Achat donc dudit bouquin.
La quatrième de couverture  annonce un « roman noir visionnaire, terrifiant, diablement mené » mais on sait ce que donnent les critiques des quatrièmes couvertures. Méfiance donc et pas d’espoir inconsidéré.
L’histoire est celle d’un détective privé, Charlie Parker, qui accepte d’enquêter sur un mari violent pour le compte non pas de l’épouse mais de l’employeur de celle-ci. Bienfaiteur de l’humanité ? Pas exactement : l’homme est également le père d’un jeune GI revenu de la guerre en Irak qui vient de se suicider. Or le mari a combattu à ses côtés.

Serait-il possible que tout soit lié ? Que le comportement de l’un et l’autre soit la conséquence d’un syndrome posttraumatique ? L’hypothèse serait séduisante si d’étranges murmures ne s’étaient pas fait entendre dans la tête des victimes…
..........
J’ai bien aimé ce thriller pour son ambiance, son atmosphère sombre qui provoque un malaise indéfini. Les personnages sont prenants. Humains, ils ont tous des qualités et des défauts. Les méchants ne sont pas entièrement noirs, les gentils ont leur part de ténèbres. Et puis le récit est bien construit, le style est rapide, l’écriture agréable.

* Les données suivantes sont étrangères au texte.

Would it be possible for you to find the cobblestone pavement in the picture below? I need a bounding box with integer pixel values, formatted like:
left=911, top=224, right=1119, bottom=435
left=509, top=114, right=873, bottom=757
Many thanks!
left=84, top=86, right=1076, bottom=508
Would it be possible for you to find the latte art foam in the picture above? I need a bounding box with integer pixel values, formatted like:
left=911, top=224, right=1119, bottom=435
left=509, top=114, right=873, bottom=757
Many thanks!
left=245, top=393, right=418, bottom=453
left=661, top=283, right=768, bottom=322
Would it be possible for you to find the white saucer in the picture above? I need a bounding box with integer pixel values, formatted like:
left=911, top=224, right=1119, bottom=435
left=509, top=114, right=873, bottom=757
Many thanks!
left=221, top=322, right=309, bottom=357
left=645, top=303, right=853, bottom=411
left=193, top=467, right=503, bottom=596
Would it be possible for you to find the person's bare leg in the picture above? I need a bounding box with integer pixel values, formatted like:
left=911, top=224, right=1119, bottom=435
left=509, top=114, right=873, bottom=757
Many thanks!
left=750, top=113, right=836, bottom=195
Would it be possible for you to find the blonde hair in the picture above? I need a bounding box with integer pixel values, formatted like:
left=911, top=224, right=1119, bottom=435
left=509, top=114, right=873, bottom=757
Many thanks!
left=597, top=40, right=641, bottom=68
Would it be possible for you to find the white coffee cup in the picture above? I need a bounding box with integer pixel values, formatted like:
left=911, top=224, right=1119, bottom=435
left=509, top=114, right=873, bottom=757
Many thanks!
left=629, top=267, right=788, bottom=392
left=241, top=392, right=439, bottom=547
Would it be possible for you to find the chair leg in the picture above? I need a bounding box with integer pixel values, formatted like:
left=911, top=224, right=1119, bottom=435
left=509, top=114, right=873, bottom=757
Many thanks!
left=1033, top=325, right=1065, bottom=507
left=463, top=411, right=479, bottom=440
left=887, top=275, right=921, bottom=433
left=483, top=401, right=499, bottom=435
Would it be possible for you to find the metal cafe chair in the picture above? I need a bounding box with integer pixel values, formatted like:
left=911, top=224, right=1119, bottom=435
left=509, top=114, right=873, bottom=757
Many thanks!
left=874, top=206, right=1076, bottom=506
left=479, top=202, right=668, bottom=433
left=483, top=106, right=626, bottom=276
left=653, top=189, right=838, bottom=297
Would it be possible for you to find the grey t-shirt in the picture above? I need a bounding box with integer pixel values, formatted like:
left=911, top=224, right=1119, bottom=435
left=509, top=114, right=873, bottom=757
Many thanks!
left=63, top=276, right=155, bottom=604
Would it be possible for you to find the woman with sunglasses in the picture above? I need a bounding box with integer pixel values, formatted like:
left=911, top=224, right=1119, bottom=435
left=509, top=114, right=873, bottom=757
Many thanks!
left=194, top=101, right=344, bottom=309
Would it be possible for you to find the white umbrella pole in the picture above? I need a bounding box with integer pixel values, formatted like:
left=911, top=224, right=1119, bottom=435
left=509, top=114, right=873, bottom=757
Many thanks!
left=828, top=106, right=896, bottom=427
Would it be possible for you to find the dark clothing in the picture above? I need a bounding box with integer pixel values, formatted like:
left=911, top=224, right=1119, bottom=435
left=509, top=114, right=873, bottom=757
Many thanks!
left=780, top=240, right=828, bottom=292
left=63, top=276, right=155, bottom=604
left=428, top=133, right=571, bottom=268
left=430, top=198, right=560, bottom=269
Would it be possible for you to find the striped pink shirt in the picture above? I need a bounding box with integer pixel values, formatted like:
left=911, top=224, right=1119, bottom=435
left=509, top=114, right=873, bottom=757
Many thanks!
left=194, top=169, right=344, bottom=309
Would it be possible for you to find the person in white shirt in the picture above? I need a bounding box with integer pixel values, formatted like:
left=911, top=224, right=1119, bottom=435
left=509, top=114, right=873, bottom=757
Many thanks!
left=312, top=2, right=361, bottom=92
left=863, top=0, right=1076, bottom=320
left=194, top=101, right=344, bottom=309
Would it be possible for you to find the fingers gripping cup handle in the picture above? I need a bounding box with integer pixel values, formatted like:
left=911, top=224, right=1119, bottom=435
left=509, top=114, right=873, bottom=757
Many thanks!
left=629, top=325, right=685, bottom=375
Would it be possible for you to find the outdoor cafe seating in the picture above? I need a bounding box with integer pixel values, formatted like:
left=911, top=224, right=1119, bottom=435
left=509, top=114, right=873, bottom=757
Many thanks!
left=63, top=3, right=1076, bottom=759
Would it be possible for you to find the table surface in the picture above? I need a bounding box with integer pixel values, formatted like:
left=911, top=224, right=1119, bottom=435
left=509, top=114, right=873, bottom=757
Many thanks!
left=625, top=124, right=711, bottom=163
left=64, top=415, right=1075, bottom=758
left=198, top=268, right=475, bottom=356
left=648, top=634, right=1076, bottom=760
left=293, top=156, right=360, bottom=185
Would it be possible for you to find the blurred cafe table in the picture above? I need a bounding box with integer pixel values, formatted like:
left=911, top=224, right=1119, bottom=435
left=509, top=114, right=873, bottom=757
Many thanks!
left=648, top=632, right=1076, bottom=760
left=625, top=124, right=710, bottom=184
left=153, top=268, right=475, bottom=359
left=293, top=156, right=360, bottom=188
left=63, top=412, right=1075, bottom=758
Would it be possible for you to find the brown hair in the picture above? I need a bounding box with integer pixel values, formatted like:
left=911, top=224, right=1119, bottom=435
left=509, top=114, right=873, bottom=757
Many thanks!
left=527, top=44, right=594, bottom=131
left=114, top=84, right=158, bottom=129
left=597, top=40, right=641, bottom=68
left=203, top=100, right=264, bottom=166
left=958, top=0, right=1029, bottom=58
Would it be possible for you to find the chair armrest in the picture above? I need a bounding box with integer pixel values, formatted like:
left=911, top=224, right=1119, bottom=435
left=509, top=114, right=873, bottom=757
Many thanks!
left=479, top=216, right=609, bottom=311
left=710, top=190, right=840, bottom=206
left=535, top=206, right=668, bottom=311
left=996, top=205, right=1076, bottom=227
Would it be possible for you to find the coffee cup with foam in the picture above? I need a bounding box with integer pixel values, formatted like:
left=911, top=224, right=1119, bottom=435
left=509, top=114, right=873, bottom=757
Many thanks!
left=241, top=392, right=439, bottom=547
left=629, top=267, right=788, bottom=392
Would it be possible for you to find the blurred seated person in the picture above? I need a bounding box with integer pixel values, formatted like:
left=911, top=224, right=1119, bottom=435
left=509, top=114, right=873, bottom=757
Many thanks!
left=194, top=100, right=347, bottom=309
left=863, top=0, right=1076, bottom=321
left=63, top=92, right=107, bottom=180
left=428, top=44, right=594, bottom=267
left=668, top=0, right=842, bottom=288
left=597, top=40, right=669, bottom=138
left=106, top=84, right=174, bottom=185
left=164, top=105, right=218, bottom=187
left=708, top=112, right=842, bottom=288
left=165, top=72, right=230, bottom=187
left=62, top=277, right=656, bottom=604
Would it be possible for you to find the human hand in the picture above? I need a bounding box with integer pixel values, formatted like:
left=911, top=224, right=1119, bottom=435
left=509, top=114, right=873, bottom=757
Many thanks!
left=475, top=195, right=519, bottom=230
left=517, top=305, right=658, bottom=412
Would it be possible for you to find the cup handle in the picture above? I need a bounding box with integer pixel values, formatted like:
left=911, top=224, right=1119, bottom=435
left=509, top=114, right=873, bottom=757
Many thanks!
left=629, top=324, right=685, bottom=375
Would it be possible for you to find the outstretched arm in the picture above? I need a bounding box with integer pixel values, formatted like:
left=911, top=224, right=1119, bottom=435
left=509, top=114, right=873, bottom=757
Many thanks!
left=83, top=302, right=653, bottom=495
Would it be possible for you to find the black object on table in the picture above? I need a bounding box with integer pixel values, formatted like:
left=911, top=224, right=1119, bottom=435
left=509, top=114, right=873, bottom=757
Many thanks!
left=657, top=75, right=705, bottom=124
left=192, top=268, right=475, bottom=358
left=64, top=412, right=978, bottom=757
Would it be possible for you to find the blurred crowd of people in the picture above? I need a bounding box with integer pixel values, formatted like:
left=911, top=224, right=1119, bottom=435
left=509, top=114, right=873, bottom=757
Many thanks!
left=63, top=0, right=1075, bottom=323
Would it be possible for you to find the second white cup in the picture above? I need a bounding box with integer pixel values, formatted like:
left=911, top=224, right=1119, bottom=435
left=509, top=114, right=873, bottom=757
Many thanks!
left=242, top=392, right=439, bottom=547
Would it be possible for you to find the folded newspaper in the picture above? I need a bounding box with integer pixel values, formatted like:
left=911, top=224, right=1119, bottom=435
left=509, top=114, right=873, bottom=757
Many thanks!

Seuls reproches : quelques lenteurs  par-ci, par-là et des moments pas toujours faciles à comprendre car le personnage principal intervient dans d’autres romans et que l’auteur y fait parfois référence.
Pour le reste : un bon moment de lecture avec des sueurs froides et des regards jetés par-dessus l’épaule pour s’assurer que tout va bien, qu’on est seule dans la maison et que personne ne se cache dans les ombres des couloirs.